Que passerait-il si on mettait une éolienne sur une bouée ?

Publié par Antonin Hubert, le 4 février 2025   130

Imaginez-vous juste un instant allongé sur la plage, en été, sous un Soleil radieux. Vous profitez de la chaleur, de la glace fraise basilic dont vous venez de vous délecter, bref votre vie à la plage est paradisiaque. Mais sans trop comprendre pourquoi vous commencez à avoir froid, assez froid même. Alors vous regardez autour de vous et vous remarquez quelqu’un planté entre vous et le Soleil, ce qui vous coupe complètement de l’énergie dont vous avez tant besoin.

Voilà exactement ce que subit une éolienne au quotidien, sauf que pour elle ce n’est pas le Soleil mais bien le vent : les éoliennes récupèrent l’énergie du vent pour la transformer en électricité et laissent derrière elles une zone avec un vent moins fort et plus turbulent, c’est ce qui est appelé un sillage. Dans un parc éolien, celles positionnées en amont récupèrent une grande partie de l’énergie du vent, n’en laissant que très peu à celles en aval. Le mieux c’est donc de les éloigner les unes des autres, pour que le vent ait le temps de récupérer de nouveau son énergie. Néanmoins, pour des raisons écologique, économique et technique, on ne peut pas se permettre de faire de parc trop grand. Ainsi, il faut trouver la distance optimale à laquelle placer les éoliennes pour que le sillage des unes n’ait pas trop d’influence sur les autres et, pour connaître cette distance, il faut comprendre comment est-ce que le sillage fonctionne.

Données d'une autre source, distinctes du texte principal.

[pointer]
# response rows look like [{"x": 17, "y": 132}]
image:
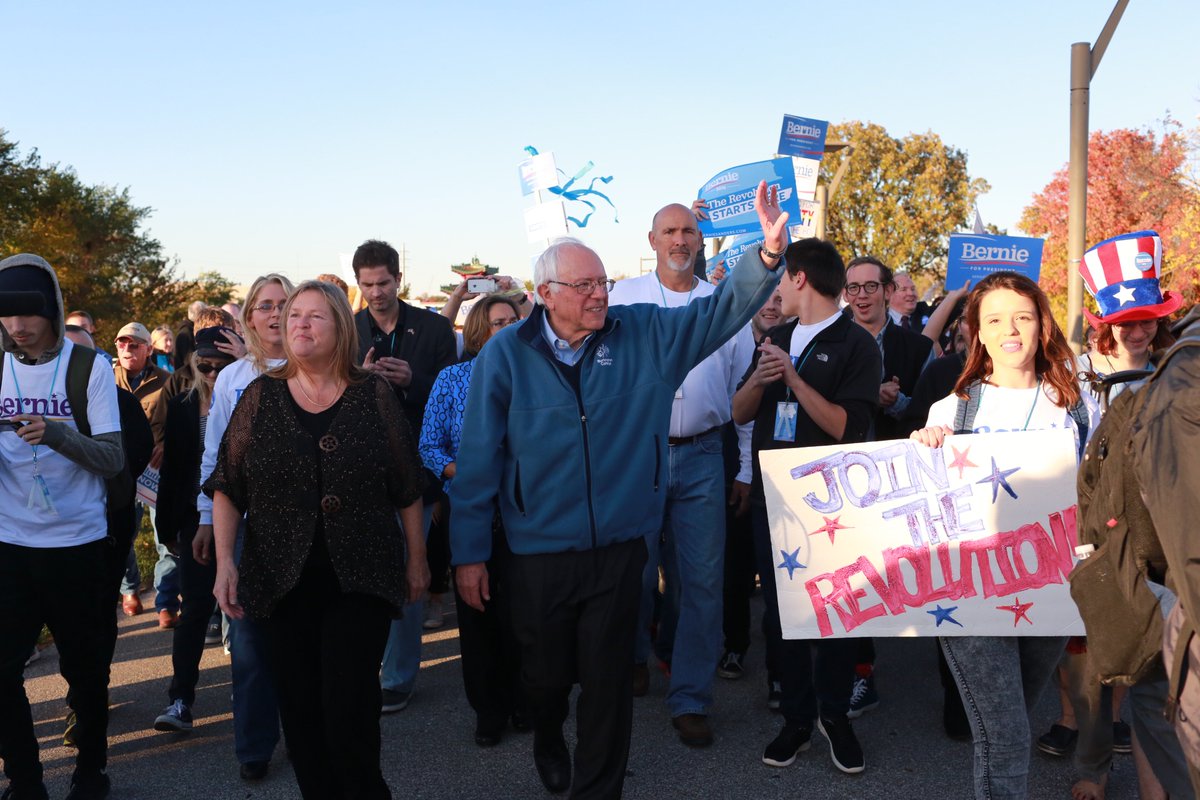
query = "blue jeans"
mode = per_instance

Maintenant, des vents en mer plus forts et plus constants, couplés avec le manque d’espace disponible et la faible acceptation de la technologie, conduisent à l’installation de parcs de plus en plus loin des côtes. Cependant, à partir d’une certaine profondeur l’éolien fixe n’est plus viable ni économiquement ni technologiquement, et une nouvelle technologie arrive au devant de la scène : l’éolien flottant. Le principe est très simple : mettre une éolienne sur une bouée et l’ancrer au fond marin avec des câbles pour éviter qu’elle ne dérive. Néanmoins, ce simple fait rajoute une difficulté conséquente : du mouvement, ou autrement dit, de la dynamique. Si, après plusieurs décennies de recherche sans brasser du vent, on commence à bien comprendre le sillage des éoliennes fixes, celui des éoliennes flottantes est bien moins évident.

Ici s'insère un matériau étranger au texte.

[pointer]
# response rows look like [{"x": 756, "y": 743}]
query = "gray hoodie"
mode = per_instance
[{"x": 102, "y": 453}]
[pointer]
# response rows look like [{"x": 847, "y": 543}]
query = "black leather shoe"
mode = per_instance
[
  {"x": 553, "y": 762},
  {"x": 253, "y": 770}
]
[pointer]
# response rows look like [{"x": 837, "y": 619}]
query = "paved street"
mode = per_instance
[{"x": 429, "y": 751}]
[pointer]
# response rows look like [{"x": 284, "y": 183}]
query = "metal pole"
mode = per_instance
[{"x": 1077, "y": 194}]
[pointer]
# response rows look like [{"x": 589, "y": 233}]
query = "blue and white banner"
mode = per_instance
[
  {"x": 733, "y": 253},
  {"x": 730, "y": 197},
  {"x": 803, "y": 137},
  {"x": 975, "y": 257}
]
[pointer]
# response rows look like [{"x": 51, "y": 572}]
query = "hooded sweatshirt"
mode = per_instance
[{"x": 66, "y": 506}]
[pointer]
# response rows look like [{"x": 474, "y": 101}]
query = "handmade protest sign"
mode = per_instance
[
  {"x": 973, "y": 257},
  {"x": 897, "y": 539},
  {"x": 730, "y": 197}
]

Dans ce contexte, ma thèse (réalisée au LHEEA, à Centrale Nantes) avait pour objectif de mieux comprendre les dynamiques présentes dans le sillage des éoliennes flottantes. Ces travaux ont ainsi pu montrer que ces dynamiques dépendent de la fréquence des vagues et qu’il existe une fréquence propre pour laquelle l’impact des mouvements sur le sillage est le plus important, en fonction de la taille de l’éolienne et de la vitesse du vent. De plus, cet impact dépend aussi de la nature du mouvement :

  • Un mouvement de pilonnement (translation haut-bas) déplace le sillage verticalement, en ne modifiant que très peu les caractéristiques intrinsèques au sillage, comme sa taille et son énergie.
  • Un mouvement de cavalement (translation avant-arrière) entraîne des contractions et des expansions du sillage dans le plan transversal et modifie son énergie sans le déplacer. Un déplacement vertical a été observé mais il semble que cela soit dû au cisaillement du vent amont (cf. couche limite atmosphérique).
  • Un mouvement de tangage (rotation avant-arrière) introduit une combinaison du pilonnement et du cavalement, avec un déplacement vertical du sillage et des modifications de sa surface et de son énergie.

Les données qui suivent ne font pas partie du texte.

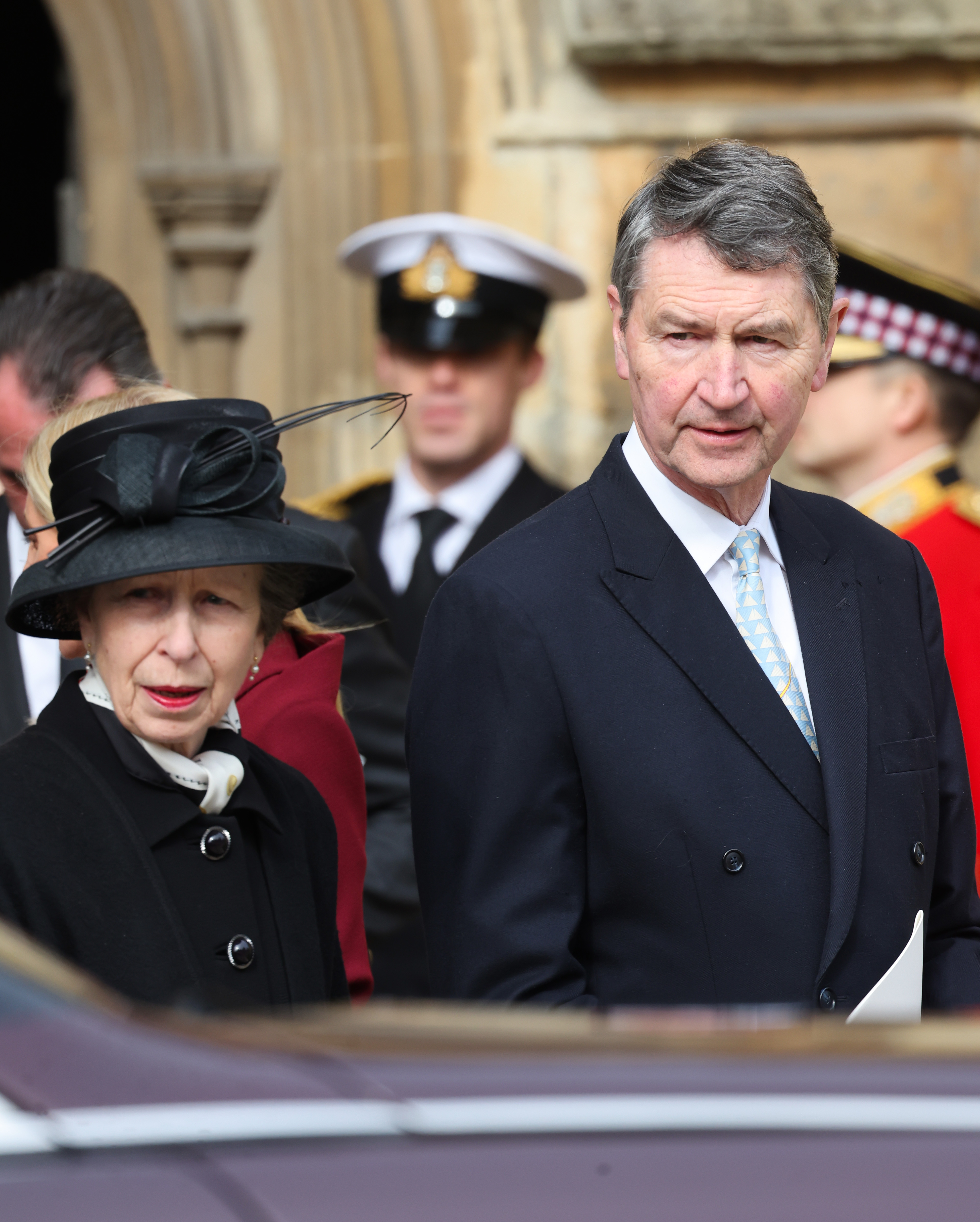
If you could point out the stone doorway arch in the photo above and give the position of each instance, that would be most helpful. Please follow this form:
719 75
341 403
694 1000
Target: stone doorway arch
225 148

Finalement, cette thèse a permis d’augmenter notre compréhension des phénomènes derrière les mouvements d’une éolienne flottante et de l’impact sur leur sillage. Cela pourra permettre d’optimiser l’extraction de l’énergie du vent des parcs éoliens et de définir si les mouvements du flotteur sont avantageux aérodynamiquement, ou non, et dans quelles conditions.